I have been close to tears more than once.
In the basement are a number of boxes that were never unpacked. I go back and forth in my mind about what to do with the stuff. There are a number of things that - if I was to have my own place again - would be nice to have. I really hate the idea of getting rid of a lot of it. But I may not have a choice. I don't know what to think. I don't want to regret doing anything.
I touched those boxes a bit. But I have been focusing more lately on the unboxed stuff. Until I know what is going to happen/where I am going to move too much is up in the air outside of just getting rid of stuff. But at the same time, there would be things I would keep if I could.

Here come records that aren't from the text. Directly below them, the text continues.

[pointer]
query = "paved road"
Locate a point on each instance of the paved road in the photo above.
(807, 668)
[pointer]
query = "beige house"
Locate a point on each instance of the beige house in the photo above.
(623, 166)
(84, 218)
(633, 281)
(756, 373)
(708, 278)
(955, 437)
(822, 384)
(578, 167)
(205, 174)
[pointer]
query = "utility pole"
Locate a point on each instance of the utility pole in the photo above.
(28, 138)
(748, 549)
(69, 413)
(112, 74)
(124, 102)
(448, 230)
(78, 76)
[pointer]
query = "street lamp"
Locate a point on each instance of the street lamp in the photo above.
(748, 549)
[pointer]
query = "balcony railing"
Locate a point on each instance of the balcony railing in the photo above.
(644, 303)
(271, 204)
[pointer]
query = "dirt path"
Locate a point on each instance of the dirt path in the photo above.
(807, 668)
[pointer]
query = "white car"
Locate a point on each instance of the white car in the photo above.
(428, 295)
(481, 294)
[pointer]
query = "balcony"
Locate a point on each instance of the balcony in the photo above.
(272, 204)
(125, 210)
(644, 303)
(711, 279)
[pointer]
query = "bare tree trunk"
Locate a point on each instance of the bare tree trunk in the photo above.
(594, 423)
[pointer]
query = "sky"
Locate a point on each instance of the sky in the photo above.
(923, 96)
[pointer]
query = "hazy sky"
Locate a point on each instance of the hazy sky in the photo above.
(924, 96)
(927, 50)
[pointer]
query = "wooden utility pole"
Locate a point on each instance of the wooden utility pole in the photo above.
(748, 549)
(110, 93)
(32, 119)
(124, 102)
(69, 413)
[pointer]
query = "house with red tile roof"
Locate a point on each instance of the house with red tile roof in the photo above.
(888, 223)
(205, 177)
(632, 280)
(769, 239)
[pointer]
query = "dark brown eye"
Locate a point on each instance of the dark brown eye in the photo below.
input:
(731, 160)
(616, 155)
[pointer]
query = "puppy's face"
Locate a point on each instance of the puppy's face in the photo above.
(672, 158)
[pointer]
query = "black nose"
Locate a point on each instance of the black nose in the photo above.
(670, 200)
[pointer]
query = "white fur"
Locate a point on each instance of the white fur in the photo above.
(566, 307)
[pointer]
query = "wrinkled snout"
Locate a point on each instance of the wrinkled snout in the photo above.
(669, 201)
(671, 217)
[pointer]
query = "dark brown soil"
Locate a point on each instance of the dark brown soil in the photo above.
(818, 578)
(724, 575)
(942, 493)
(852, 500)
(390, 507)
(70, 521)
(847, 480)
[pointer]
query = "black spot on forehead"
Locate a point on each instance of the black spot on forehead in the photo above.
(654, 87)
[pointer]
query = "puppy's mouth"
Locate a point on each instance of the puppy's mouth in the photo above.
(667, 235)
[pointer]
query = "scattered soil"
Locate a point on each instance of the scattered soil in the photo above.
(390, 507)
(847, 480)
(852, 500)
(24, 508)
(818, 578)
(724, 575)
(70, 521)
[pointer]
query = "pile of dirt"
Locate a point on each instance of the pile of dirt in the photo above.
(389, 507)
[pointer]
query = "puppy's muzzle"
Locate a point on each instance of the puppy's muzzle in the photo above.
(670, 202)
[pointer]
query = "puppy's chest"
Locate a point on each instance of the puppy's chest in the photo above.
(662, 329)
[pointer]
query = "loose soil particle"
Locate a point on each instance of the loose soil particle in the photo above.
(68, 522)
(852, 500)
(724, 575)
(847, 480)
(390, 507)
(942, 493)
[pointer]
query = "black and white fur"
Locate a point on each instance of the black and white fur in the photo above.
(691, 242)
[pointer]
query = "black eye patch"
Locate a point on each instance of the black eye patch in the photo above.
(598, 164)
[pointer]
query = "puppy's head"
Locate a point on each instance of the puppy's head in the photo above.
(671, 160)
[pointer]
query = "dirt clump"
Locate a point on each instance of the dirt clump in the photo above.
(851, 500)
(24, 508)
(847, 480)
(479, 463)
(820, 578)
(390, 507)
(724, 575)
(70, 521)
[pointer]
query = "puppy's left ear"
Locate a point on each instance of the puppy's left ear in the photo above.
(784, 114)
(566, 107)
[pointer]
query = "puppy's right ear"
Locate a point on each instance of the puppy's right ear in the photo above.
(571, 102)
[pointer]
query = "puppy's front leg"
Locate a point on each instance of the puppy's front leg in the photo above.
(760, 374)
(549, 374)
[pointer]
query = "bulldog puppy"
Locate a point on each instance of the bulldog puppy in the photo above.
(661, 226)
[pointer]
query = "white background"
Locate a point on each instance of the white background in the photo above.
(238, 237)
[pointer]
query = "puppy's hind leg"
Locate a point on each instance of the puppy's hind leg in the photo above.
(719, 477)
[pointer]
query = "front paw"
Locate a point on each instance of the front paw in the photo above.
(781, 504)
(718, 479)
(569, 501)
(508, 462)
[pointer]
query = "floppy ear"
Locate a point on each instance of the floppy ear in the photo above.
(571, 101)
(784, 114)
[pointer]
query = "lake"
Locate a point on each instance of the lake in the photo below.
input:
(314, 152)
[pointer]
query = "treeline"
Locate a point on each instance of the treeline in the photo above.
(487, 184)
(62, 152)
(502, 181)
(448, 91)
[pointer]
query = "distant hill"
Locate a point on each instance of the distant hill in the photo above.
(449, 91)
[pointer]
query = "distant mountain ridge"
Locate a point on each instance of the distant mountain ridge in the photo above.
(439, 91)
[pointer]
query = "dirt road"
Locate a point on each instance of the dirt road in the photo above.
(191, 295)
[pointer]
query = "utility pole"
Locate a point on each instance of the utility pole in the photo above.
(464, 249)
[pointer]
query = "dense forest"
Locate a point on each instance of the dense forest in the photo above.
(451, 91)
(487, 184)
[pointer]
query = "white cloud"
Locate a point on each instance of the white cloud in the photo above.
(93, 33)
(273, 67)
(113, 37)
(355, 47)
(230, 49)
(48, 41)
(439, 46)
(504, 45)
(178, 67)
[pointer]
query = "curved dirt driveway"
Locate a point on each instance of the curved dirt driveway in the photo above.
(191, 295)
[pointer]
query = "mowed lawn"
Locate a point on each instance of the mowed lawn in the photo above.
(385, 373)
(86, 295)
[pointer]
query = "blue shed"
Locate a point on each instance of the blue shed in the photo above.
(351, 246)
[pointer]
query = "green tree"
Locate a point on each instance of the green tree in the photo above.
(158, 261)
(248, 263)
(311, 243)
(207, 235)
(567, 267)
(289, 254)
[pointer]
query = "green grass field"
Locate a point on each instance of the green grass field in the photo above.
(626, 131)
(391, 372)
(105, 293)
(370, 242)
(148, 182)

It is a big, overwhelming mess.
In the middle of the mess I have other things I need to deal with, as well. And, so far, except for the needle mix up the first day, the Mistletoe treatment has been going OK. I haven't hit the "jackpot" vial yet - the one that my body reacts to enough to say "this is the one" it needs. I am amazed that I have been remembering to take it.
I have also begun an outside writing project that I had wanted to do every day, and had intended to. Well. It hasn't happened. However in the 9 days since I started it, I think I have done 7. With all that has been going on, I am going to give myself credit for doing it at all.
Plus I have the added "pressure" of my #303030 30 Days. 30 Causes. 30 Dollars. I need to remember to do one new one every day.
Why do I do this to myself? I also have a business idea that I would love to start/implement but I just don't think I can. It would wind up a mess and add to my already big mess.
I don't know how I am going to get out of this.
In addition in a couple of months one credit card with a large amount of debt is going from an interest rate of 1.99% up to 14.99%. I am scared. It means a larger monthly payment and significant more debt. I have only been paying the minimum for months, for what are likely obvious reasons. And that is on top of the fact that I have charged another credit card recently because I wanted to conserve some of my cash for the types of bills I can't charge (like my nearly $700/mo health insurance premium bill).
My mind wanders.
It thinks about how many people know what is going on with me these days, but I haven't heard from them. And then a few that I do act like the world is as it ever was. They act like everything is normal and OK. And it is soooo not.
It thinks about the things I have been posting. It thinks about how my life has been. It thinks about the on-going challenges to live into whatever I am supposed to live into. It thinks about how I have so much I could offer the "right" people, if only I knew how to find them. And how little energy I feel I have most days. But how I have to push, as my friend will need me to move and I am going to need to be ready.
I think about how grateful I am for Ken Newman and Michael Banks and Nathan Trebes and Chris Hardy for what they have done or will be doing in terms of the Fundraising Event that is being held in my honor from 3p-6p in San Francisco (click above banner or sidebar image for details). Even if it nets me $1 more than I have, I am grateful. However, I am really hoping for ALOT more - more because I would like for them to be able to see something come from their efforts.
When all goes well, there should be both a video of the event and an audio recording.
In the midst of the mess that is my life right now I am grateful for the small miracles for without them I would not have gotten this far. I certainly wouldn't mind some bigger ones, though. Anyone got an in with the Big Guy?
I am exhausted. I wouldn't mind getting some much needed breathing room. It is not like I would sit back and do nothing. If anything it would help me do more as I wouldn't be spending so much time and energy just trying to survive.